Argument of Justice Kennedy
Mr. Kennedy: This is the third time the court has considered the constitutionality of the particular jury instruction formally used, is no longer used and the instruction formerly used by California in capital cases.
The case concerns the jury instruction known as “factor (k)”.
Now, the previous cases in this court addressing factor (k) were Boyde v. California and Brown v. Payton.
In Payton the limiting provisions of the Antiterrorism and Effective Death Penalty Act (AEDPA) applied and when the court reviewed the “factor (k)” instruction in Payton and referred to the limitations that AEDPA imposes on federal Habeas Corpus review.
The court in Payton rejected the challenge to the “factor (k)” instruction; in this case AEDPA does not apply.
Hence, it was argued that there should be a more rigorous review here and the factor (k) challenge should be upheld in this case.
It is true that AEDPA is not relevant for today’s case; still however we find much of the reasoning in Payton and in the earlier case Boyde v. California to be applicable here.
We find no constitutional error in giving the instruction.
In preparation for a burglary Belmontes armed himself with a steel dumbbell bar, when the victim saw him he crushed his skull with it killing her after multiple blows.

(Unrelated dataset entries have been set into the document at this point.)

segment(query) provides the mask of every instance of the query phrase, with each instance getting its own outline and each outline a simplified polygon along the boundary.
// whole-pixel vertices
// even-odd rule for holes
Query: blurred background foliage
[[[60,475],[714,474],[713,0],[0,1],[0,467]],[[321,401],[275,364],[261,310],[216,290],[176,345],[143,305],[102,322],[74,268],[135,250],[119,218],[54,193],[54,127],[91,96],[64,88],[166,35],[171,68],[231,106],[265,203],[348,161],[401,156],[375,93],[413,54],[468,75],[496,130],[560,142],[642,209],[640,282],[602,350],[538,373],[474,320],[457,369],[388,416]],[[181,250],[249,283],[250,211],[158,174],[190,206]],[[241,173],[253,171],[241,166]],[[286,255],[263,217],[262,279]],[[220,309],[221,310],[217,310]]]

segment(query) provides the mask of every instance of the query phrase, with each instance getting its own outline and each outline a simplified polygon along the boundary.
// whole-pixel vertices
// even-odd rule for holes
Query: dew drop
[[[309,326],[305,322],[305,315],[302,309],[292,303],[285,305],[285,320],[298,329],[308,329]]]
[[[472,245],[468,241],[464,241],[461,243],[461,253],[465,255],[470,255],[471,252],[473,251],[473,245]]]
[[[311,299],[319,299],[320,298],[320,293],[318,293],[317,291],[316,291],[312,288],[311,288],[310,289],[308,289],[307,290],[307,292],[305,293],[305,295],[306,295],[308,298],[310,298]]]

In the sentencing phase he is sought to convince the jury that his religious conversion before the crime tended to show he would lead a productive life in prison.
He now contains that this and other arguments about his chances for contributing to prison life could not be given full effect in light of the factor (k) instruction.
The instruction told the jury to consider, “any other circumstance which extends the gravity of the crime even though it is not a legal excuse for the crime.”
That was the instruction given to the jury for evaluating whether Belmontes should receive the death penalty.
The question is whether there is a reasonable likelihood that the jury applied the instruction to prevent consideration of Belmontes mitigating evidence.
As in the two previous cases we hold that the jury was not prevented from considering the argument that future good conduct would tend to make Belmontes less deserving of the death penalty.
Our interpretation of factor (k) is the one most consistent with the evidence presented to the jury; the party’s closing arguments and the other instruction provided by the Trial Court.
We concluded its improbably with the juror’s believe that the parties were engaging in an exercise and futility when respondent presented and both counsel later discussed this mitigating evidence in open court.
Arguments by the prosecution and the defense as well as the respondents own statement assume that the evidence was relevant.
Other instruction from the Trial Court also made it quite impossible that the jury would deem itself foreclosed from considering the respondent’s full case in mitigation.
The Judge told the jury to consider all of the evidence and all of the evidence of course included respondent’s forward looking mitigation case.
The short contrast between the courts instruction on aggravation that only enumerated factors could be considered and its instruction on mitigation, that the listed factors were merely examples further made it clear that the jury was to take a broad view of the mitigating evidence.
Accordingly, we reverse the judgment of the Court of Appeals for the Ninth Circuit.
Justice Scalia has filed a concurring opinion in which Justice Thomas has joined.
Justice Stevens has filed a dissenting opinion in which Justices Souter, Ginsburg and Breyer have joined.